I'm sure this topic has been posted to death but if anyone can help out it would be appreciated.

I'm building a magnetic stirrer and just put together this dick smith speed controller 

http://www.dse.com.au/cgi-bin/dse.storefro...duct/View/K3070

and am trying to run this fan from it:

http://www.dse.com.au/cgi-bin/dse.storefro...duct/View/Y8498

The fan rocks backward and forward but does not spin. I'm pretty sure the circuit is fine and the fan power source and fan are fine. Is there something i'm missing???


----------



## gros21 (23/1/09)

check polarity eg + is connect to the right sid eof teh board.
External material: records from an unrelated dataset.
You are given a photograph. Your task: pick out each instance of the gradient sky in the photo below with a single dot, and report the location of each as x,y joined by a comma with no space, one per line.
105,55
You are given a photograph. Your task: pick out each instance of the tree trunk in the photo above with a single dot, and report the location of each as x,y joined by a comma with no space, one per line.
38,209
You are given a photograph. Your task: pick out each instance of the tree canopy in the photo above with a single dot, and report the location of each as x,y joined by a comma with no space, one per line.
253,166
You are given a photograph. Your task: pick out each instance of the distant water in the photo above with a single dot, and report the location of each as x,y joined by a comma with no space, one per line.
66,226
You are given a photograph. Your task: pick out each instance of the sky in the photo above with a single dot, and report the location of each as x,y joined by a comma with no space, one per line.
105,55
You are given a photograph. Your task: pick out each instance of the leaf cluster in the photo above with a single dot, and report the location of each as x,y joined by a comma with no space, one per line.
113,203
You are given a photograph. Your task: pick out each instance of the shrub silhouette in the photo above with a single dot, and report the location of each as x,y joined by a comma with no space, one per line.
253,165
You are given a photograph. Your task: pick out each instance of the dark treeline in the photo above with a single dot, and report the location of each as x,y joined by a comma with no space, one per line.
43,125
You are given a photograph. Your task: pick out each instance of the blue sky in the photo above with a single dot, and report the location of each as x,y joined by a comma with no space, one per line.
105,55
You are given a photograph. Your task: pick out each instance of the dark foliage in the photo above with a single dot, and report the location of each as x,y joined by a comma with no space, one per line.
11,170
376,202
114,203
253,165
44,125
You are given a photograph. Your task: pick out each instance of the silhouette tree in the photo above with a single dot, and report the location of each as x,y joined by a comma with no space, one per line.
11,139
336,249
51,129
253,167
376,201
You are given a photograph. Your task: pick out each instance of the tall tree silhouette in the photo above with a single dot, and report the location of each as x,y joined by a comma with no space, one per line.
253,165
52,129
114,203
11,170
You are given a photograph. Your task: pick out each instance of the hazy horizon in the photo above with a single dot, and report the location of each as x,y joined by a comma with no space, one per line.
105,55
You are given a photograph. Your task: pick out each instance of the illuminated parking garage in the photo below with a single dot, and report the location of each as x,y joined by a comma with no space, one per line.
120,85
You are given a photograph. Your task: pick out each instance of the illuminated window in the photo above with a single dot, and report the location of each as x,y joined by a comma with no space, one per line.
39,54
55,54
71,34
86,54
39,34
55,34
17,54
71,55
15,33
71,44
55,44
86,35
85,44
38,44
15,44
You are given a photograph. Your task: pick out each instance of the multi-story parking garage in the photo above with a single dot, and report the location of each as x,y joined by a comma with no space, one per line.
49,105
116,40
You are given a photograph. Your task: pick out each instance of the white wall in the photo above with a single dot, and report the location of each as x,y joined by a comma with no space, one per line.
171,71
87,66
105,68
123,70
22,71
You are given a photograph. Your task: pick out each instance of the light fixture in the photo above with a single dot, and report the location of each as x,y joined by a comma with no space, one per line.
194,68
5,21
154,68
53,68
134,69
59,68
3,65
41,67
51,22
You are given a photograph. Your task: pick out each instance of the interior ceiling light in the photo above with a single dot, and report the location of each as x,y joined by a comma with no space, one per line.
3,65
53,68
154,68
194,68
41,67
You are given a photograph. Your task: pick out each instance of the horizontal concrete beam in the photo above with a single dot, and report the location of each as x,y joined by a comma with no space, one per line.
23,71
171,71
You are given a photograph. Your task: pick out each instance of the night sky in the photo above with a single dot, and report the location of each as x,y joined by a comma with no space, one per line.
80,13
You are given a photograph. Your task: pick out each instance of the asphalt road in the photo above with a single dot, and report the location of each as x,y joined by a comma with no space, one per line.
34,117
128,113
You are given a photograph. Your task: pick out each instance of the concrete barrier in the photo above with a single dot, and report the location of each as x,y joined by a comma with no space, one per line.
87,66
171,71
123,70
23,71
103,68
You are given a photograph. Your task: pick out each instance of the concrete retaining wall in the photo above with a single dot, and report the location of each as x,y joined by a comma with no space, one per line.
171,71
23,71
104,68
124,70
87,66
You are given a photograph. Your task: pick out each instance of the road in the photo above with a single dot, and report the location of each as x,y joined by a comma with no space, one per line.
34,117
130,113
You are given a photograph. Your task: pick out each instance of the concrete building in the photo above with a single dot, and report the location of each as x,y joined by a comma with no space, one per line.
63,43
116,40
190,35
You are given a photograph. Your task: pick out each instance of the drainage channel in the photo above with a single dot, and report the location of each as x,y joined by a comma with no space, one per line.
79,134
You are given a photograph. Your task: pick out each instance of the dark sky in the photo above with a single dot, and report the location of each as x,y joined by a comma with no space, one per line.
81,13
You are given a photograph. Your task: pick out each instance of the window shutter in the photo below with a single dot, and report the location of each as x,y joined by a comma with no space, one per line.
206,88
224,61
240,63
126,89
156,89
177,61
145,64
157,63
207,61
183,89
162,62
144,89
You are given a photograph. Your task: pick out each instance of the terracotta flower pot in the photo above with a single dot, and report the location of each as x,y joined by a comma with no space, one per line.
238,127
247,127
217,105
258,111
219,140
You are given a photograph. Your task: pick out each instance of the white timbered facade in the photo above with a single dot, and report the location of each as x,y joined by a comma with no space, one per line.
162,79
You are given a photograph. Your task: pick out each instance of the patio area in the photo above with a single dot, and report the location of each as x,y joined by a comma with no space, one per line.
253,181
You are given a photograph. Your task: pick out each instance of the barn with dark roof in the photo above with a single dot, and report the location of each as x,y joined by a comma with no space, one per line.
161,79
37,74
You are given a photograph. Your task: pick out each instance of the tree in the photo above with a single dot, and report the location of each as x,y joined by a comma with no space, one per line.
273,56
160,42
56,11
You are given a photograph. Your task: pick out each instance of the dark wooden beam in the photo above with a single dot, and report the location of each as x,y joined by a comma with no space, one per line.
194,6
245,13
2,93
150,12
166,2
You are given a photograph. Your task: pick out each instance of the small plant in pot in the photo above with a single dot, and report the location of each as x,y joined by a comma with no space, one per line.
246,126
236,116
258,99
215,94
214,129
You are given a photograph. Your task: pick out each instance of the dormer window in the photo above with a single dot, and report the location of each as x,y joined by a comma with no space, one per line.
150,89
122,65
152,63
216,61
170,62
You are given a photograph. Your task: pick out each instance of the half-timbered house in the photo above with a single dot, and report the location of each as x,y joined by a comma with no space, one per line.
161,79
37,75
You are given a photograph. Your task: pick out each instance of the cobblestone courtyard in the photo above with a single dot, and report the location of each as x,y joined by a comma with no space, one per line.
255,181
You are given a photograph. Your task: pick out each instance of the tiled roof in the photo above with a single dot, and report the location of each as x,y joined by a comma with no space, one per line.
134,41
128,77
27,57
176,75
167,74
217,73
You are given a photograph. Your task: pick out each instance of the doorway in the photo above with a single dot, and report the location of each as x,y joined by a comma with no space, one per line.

Also can u spin it by hand to 'jump start' it if so i dare say volts to low to run it. 
even if u can't jump start it volts may be low what teh reading from case modding back ground

7v is need to start it spinning and 5v will keep it running


----------



## Smashin (23/1/09)

Cheers gros21,

tried jump starting, no go. Tried high, mid anfd low speed.

Polarity - tried supply in both ways.

Output voltage = 10.7v

If i hock supply straight to fan all is ok.

Bit miffed on this one.

Does a certain type of dc motor need to be used???


----------



## Simon W (23/1/09)

The motors used in the fans are a single-phase brushless DC type. They work by pulsing the current on and off. They also have a Hall-effect sensor for determining where the rotor's position is to supply the next pulse, so they need a steady DC supply to operate.
Your speed controler is meant to be used with brushed DC motors (or lights). It works by pulsing the current to the motor to control the average power available to the motor.
It's likely that this doubling-up of pulses is causing your drama's.


----------



## schooey (23/1/09)

search "tight arse" and there's a war and peace effort on how to do it....

*counts down til LethalCorpse hits the thread*


----------



## Smashin (23/1/09)

Simon W said:


> The motors used in the fans are a single-phase brushless DC type. They work by pulsing the current on and off. They also have a Hall-effect sensor for determining where the rotor's position is to supply the next pulse, so they need a steady DC supply to operate.
> Your speed controler is meant to be used with brushed DC motors (or lights). It works by pulsing the current to the motor to control the average power available to the motor.
> It's likely that this doubling-up of pulses is causing your drama's.



Many thanks Simon, a nice clear logical answer off to the shops for brushed motor tomorrow. Can drink in piece now, may than ks all...


----------